Demokratik Konfederalizm sisteminin uygulandığı ilk yerlerden biri de Mexmur’daki Şehit Rustem Cudi Mülteci Kampı’dır. Mexmur Kampı, bir halkın iradesi ve gücüyle kendini nasıl yönetebileceği ve savunabileceğinin örneği oldu. 90’lı yıllarda tekelci sisteme karşı göç eden Mexmur halkı, Demokratik Konfederalizm sisteminin çatısı altında meclis ve komünlerle kendini yönetiyor.

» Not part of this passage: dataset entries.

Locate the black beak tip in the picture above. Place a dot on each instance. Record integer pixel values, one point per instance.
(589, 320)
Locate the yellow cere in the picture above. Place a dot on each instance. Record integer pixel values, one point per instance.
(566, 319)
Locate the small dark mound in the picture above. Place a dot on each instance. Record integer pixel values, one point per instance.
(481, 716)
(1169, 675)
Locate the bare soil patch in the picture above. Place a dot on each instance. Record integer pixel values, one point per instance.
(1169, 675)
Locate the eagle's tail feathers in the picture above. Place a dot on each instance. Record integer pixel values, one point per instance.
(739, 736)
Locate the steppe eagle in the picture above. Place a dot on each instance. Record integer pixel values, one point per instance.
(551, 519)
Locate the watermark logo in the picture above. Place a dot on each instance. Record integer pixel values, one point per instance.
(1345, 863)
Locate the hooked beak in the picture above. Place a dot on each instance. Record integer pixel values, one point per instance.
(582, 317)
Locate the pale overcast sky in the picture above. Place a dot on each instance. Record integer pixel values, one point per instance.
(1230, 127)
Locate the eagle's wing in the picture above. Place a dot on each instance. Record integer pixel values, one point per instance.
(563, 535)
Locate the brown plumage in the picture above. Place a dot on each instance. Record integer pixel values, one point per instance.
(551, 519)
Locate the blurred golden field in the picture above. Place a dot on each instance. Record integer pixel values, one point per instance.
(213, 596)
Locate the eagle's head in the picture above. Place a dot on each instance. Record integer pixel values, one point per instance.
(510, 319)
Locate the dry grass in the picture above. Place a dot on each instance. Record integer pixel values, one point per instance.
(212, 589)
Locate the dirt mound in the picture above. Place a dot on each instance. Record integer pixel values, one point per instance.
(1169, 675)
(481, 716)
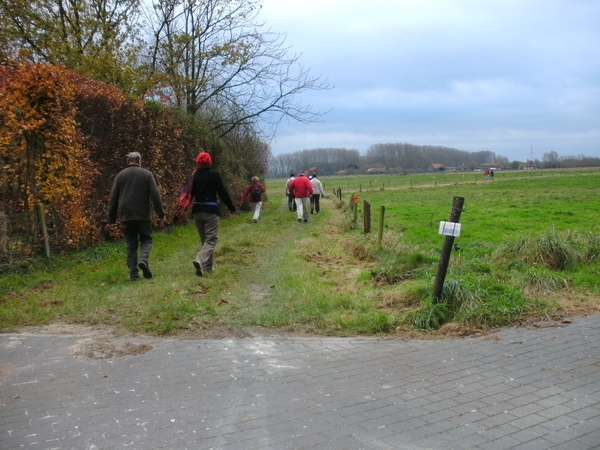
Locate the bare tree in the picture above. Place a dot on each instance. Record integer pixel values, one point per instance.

Gündemden düşmeyen ve yakından ilgi duyulan konulardan biri de öz yönetim ve seçim konusudur. Bu dosyamızda öz yönetim kültürü üzerinde duracağız. Öz yönetim sistemi tarih boyunca kendiliğinden gelişmemiştir. Bunun gerçekleşmesi için ilk olarak bilinçlilik ve toplumsal örgütlülük anlayışının gelişmesi gerekiyordu. Bu kültürün genel kabulü için bile büyük zorluklarla karşı karşıya kalındı. Egemen zihniyet zaman içinde öz yönetime karşı hareket ederek buna bir son verirler. Artık toplumlar güçlü olanlar ve hükümdarlar tarafından yönetilir. Ancak öz yönetim kültürünü koruyan doğal toplumlar bu duruma karşı mücadele etmekten vazgeçmiyor ve binlerce yıl boyunca direniyor. Tarih boyunca toplumun kendi kendini yönetmesi için mücadele eden pek çok kişiye ve harekete rastlıyoruz.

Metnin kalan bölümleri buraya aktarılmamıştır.